"We are officers," said Britz, forcing a lane through the crowd. "Who lives in there?"

"A woman named Strong," someone answered.

Britz pressed a finger firmly against a button set in the jamb of the door, and, in response to the insistent clamor of the bell, the door was opened by Muldoon. On seeing Britz he breathed a sigh of relief.

"Come on into the sitting-room," he said, closing the door on the curious crowd that pressed forward.

At the threshold of the sitting-room, their forms framed in the wide, curtained doorway, the two detectives stood, amazement printed on their faces. Greig's heart was throbbing violently and his breath came in short gasps. Britz, as he gazed on the unexpected sight that met his eyes, stood as one stupefied.

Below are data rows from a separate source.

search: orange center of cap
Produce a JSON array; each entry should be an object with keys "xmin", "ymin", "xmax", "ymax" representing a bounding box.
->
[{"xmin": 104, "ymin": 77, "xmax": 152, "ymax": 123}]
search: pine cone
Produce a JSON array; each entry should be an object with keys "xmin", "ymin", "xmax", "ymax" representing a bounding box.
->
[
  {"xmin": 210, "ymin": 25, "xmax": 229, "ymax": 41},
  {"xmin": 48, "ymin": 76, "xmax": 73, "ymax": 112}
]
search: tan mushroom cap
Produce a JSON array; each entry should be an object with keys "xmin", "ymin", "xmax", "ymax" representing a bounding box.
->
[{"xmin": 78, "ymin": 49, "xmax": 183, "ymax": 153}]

On a couch at the side of the room, her pale face a chalky white, her eyes staring rigidly, a thin line of blood dropping from the corner of her mouth, the woman they had come to see was stretched—dead.

And, standing over her like a statue of dumb despair, was the figure of Horace Beard.


CHAPTER VII

Britz recovered gradually from his astonishment. Advancing to the couch he examined the lifeless form of the woman, noting that the shot which killed her had entered the mouth and probably penetrated to the base of the skull. A small pearl-handled revolver gleamed ominously from the floor, about seven or eight feet from the lounge. Britz picked it up, examined it, then deposited it on a convenient table.